Albig wies damit Spekulationen über eine Liquidation der Holding zurück. Auslöser waren Aussagen von Finanzminister Peer Steinbrück (SPD), der von einer "geordneten Abwicklung" und einer "geordneten, marktschonenden" Verwertung von Vermögen der Bankengruppe gesprochen hatte.

Im Rahmen des Hilfspakets soll Vermögen der Gruppe verwertet werden mit der Folge, dass die HRE künftig anders aussehen wird.
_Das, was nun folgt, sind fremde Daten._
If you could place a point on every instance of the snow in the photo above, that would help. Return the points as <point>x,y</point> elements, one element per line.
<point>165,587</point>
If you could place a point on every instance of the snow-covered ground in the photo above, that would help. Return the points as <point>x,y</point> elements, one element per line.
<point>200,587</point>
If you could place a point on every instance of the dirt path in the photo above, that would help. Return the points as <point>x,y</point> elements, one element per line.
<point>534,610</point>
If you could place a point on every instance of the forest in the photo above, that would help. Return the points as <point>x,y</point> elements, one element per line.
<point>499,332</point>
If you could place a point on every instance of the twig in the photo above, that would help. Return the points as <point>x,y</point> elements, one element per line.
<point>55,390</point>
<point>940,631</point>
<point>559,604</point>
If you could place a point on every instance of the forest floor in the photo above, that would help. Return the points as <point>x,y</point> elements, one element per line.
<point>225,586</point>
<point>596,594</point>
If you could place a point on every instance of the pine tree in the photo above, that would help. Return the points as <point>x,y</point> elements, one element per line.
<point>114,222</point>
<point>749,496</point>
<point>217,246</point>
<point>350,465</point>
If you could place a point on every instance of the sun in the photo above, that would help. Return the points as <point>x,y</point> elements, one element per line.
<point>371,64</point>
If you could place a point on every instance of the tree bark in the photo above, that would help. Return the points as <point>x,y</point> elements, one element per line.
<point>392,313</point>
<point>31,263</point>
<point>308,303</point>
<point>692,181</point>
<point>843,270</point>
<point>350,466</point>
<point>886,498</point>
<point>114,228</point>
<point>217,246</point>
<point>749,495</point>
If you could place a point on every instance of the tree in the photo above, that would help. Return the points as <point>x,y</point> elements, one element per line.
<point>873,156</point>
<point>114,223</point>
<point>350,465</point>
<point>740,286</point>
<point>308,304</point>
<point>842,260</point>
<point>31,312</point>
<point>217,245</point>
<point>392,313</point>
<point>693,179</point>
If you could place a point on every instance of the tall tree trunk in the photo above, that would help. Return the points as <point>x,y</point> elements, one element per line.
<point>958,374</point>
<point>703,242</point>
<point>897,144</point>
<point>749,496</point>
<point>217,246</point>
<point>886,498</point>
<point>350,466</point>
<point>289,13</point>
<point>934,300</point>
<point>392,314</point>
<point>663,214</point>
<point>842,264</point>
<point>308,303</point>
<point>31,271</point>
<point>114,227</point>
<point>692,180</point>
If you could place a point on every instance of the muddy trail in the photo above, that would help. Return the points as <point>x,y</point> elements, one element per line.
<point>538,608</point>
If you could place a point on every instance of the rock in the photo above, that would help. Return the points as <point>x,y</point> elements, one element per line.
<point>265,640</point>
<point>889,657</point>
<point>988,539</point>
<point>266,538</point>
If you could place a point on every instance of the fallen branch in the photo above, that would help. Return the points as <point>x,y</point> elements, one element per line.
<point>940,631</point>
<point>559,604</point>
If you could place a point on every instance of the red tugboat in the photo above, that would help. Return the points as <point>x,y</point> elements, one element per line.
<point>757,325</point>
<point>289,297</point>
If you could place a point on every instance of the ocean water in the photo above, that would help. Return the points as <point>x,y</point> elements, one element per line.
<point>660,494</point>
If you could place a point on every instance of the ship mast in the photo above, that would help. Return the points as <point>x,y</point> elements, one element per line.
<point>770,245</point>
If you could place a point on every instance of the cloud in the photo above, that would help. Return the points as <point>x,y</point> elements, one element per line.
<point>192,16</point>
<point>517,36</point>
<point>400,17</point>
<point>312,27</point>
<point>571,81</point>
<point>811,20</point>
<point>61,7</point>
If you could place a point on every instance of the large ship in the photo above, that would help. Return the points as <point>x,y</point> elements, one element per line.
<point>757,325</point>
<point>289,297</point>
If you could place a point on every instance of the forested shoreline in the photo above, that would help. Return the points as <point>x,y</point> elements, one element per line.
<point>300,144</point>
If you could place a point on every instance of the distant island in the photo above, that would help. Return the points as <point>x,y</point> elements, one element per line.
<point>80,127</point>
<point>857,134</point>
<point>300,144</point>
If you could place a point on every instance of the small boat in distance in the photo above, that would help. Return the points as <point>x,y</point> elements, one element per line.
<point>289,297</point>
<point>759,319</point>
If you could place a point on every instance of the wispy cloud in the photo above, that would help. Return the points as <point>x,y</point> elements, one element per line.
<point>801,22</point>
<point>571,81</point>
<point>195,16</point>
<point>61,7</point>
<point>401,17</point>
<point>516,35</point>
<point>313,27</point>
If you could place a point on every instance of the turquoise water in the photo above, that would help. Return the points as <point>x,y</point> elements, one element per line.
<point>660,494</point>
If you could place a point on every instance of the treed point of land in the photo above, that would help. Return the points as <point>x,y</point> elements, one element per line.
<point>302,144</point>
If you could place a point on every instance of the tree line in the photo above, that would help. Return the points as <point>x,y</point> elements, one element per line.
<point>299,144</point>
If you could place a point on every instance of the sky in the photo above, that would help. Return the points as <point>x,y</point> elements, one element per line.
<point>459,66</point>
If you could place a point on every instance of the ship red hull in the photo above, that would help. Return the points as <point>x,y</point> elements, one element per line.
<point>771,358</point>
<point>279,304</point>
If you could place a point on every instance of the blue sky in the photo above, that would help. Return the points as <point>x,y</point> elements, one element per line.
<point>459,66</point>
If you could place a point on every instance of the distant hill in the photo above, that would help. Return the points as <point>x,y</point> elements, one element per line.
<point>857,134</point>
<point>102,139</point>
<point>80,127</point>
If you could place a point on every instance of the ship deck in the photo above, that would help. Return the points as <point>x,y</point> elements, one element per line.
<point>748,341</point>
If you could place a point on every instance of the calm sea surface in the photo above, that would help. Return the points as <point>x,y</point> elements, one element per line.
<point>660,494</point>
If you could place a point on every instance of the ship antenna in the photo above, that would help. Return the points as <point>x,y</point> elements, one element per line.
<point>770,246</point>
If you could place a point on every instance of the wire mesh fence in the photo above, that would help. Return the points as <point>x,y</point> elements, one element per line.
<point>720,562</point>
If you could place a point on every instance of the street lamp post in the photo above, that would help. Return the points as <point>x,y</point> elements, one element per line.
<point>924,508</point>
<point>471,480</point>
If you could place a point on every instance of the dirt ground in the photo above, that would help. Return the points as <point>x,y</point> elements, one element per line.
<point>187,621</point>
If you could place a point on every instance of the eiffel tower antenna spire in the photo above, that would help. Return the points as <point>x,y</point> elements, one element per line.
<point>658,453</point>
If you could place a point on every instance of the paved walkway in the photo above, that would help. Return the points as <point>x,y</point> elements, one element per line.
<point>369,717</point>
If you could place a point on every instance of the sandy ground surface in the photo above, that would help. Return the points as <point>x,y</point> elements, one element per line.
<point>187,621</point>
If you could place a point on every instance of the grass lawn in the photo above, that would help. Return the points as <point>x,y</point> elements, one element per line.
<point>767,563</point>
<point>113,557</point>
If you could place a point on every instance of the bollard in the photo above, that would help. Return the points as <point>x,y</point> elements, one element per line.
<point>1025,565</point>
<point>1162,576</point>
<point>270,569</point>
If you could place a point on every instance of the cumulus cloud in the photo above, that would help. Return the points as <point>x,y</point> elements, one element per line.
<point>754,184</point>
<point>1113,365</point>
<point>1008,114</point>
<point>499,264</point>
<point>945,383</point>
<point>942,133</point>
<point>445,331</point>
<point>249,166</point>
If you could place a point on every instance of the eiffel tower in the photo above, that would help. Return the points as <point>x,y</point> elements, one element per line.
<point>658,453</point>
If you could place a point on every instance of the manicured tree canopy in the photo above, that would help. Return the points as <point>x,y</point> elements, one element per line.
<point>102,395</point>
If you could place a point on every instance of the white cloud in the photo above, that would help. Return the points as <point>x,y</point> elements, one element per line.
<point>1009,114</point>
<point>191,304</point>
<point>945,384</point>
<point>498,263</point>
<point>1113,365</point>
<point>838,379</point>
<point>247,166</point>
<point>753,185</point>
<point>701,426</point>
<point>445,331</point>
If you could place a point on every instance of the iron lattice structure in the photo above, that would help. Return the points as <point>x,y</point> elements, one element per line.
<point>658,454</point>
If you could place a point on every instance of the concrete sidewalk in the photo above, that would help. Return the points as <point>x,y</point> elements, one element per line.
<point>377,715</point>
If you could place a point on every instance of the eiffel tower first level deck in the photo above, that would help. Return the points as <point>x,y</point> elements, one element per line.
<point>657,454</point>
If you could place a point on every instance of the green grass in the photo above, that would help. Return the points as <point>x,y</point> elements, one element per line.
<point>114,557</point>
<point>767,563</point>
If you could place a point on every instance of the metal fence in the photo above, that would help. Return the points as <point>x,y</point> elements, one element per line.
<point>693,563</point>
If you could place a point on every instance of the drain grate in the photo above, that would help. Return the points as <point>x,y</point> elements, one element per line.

Dem Immobilienfinanzierer droht im schlimmsten Fall praktisch die Auflösung. Das Hilfspaket sieht nach Angaben von Bundesbank und der Finanzaufsicht BaFin vor, dass die HRE unter anderem die Anteilleihern vier operativen Tochtergesellschaften als Sicherheit für den Rettungskredit pfänden muss. Das Kernvermögen geht auf eine zu gründende Zweckgesellschaft über. Falls die Kredite nicht zurückgezahlt werden können, steht ein Verkauf der Töchter an.